The conventional wisdom has long held that "sex sells" and that the broad public has a profound fascination with "celebrity." Accordingly it seems entirely natural for the media to devote immense amounts of time to the coverage of "sex scandals."
However, as the turn of advertising in recent years demonstrated, the reality is more complicated than this rationale. It isn't "sex" that sells, but the "sex-y." And there is far more difference of opinion in the world about what is "sexy" than what is just "sex"--with this mattering because what people personally find to be sex but at the same time un-sexy is so repellent to them that they become outraged at the media showing it to them at all. And it is the case that a great deal of sex scandal is un-sexy in the extreme.
At the same time it seems that the fascination with celebrity just isn't what it used to be, with this going not just for many kinds of celebrity specifically (thus have we had the decline of the movie star and the supermodel and the sports star) but celebrity itself. The result would seem to be that, however much particular cases may confuse matters (pop singers admittedly do better than most, certainly to go by who the public Googles), the doings of celebrities are also a matter of declining interest for them.

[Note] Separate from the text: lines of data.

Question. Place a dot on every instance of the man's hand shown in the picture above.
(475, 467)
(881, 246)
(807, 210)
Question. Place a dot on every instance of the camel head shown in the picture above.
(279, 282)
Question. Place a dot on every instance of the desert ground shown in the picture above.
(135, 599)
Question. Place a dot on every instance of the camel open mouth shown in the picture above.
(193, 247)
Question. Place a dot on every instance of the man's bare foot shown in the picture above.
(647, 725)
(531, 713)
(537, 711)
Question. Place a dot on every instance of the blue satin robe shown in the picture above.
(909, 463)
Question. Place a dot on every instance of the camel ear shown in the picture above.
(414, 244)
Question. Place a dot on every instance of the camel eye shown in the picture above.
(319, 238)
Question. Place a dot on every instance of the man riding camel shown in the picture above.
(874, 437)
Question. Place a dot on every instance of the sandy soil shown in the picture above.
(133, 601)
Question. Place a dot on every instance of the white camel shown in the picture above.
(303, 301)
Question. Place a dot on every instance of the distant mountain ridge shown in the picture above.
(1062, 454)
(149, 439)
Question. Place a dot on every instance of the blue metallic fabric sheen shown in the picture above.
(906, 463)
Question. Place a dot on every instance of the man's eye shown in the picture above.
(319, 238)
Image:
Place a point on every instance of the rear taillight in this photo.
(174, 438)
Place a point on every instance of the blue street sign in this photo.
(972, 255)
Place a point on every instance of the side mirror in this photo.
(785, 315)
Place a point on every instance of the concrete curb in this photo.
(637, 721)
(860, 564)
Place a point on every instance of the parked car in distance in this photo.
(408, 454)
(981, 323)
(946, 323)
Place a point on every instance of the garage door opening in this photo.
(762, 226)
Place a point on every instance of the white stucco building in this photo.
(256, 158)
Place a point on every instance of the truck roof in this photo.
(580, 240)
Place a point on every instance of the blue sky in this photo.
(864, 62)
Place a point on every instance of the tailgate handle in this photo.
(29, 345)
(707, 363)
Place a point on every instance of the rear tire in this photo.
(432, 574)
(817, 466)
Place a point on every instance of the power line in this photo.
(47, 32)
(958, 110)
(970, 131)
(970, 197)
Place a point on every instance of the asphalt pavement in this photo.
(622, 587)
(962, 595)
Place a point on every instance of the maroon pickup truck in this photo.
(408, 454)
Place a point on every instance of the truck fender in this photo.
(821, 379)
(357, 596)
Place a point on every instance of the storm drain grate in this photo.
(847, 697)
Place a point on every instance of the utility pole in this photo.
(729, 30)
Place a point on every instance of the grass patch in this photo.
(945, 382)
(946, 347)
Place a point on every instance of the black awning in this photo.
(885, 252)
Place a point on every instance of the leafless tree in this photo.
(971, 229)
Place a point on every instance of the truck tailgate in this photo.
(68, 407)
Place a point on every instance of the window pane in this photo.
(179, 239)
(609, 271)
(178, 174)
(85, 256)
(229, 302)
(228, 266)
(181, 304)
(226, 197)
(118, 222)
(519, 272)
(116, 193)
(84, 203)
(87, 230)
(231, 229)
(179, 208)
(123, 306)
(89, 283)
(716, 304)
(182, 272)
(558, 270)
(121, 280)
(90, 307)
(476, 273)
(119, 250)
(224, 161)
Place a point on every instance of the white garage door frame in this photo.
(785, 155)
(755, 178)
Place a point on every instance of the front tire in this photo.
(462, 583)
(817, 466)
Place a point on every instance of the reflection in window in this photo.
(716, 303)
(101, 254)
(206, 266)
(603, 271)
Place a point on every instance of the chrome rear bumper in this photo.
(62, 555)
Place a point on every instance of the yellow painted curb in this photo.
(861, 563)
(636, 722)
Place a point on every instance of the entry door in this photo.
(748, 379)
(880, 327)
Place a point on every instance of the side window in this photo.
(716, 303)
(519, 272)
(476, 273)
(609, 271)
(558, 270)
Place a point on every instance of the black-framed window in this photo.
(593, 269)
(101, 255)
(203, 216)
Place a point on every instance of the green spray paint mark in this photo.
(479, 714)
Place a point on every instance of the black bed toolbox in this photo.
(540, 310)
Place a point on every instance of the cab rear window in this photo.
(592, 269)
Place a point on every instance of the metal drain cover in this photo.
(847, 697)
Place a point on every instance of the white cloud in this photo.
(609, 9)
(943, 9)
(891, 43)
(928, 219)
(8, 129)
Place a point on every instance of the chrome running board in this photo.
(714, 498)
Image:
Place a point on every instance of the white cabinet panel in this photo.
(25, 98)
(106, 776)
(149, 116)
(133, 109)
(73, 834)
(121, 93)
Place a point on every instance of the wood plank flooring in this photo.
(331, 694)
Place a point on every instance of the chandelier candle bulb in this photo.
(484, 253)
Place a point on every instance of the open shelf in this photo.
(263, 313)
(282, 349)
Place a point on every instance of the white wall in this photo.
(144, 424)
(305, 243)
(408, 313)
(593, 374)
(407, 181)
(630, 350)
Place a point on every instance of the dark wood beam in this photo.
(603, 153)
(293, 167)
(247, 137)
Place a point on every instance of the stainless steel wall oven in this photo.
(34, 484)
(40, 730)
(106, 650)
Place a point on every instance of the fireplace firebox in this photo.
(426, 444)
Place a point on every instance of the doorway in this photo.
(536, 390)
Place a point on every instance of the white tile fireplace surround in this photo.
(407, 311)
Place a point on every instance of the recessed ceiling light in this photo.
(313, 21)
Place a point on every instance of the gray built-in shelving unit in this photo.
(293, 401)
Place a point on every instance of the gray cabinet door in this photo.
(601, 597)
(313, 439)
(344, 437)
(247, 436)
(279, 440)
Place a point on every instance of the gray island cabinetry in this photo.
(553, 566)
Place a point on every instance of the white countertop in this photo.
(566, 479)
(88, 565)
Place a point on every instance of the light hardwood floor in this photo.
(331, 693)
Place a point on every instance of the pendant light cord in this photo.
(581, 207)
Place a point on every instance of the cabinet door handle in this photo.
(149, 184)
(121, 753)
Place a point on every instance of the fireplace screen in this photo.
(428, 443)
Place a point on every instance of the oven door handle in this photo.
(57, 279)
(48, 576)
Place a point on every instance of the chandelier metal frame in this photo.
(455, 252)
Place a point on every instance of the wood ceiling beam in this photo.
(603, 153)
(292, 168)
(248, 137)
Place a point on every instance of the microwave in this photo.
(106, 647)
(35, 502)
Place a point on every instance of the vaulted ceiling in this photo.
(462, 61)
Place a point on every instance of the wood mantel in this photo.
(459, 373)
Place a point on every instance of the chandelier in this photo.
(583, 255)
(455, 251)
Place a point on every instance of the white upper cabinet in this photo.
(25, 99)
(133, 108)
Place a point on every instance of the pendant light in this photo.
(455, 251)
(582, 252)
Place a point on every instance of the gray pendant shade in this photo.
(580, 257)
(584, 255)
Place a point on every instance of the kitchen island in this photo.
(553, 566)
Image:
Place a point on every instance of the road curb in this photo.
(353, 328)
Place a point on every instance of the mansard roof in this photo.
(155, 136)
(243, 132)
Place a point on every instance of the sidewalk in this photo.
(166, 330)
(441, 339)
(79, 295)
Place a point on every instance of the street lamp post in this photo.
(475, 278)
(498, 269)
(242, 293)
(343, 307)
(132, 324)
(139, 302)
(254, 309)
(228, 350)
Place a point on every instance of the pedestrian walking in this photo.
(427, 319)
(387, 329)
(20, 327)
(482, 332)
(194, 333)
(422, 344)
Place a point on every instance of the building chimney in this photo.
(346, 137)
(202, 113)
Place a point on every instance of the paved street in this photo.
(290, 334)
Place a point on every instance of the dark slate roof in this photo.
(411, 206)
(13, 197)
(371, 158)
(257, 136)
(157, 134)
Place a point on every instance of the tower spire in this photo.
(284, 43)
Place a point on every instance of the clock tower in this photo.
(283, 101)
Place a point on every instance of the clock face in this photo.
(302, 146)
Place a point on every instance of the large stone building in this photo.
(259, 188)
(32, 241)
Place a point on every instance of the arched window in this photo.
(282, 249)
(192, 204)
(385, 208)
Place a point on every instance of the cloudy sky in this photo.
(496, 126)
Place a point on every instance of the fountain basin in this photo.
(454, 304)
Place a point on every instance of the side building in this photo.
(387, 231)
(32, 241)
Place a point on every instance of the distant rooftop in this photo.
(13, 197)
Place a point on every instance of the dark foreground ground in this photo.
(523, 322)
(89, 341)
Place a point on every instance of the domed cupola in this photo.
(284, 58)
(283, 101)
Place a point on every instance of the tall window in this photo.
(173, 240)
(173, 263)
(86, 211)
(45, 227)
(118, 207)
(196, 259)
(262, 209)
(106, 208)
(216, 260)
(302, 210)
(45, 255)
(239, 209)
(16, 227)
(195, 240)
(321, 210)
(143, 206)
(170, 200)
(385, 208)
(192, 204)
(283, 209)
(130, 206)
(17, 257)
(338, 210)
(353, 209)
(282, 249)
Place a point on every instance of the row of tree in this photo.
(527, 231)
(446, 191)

Of course, one may respond to that by pointing out (as media critics have done since at least Thorstein Veblen, that the news media does not orient itself to the public at large, but rather a more limited portion of it--the portion that pays for subscriptions, the portion that advertisers most want to reach, a layer not too old or too young, comparatively affluent, and a good many other things going with all that besides. This is all the more the case given the importance of the Internet in the media world of today, and the subtler but still profound role of the "digital divide" in contemporary life--and that those who do spend lots and lots of time online differ in important ways from the rest of the public, in part because of what they bring to the web, but perhaps also because of how so much use of the web shapes their outlook. Still, it does at least go to show that the matter is more complicated than the truism might have it--and call into question just how much the attention to sex scandal is a matter of the media "Giving the people what they want" rather than the media "Giving the people what it wants to give them," in line with its ample motive to stress such fare.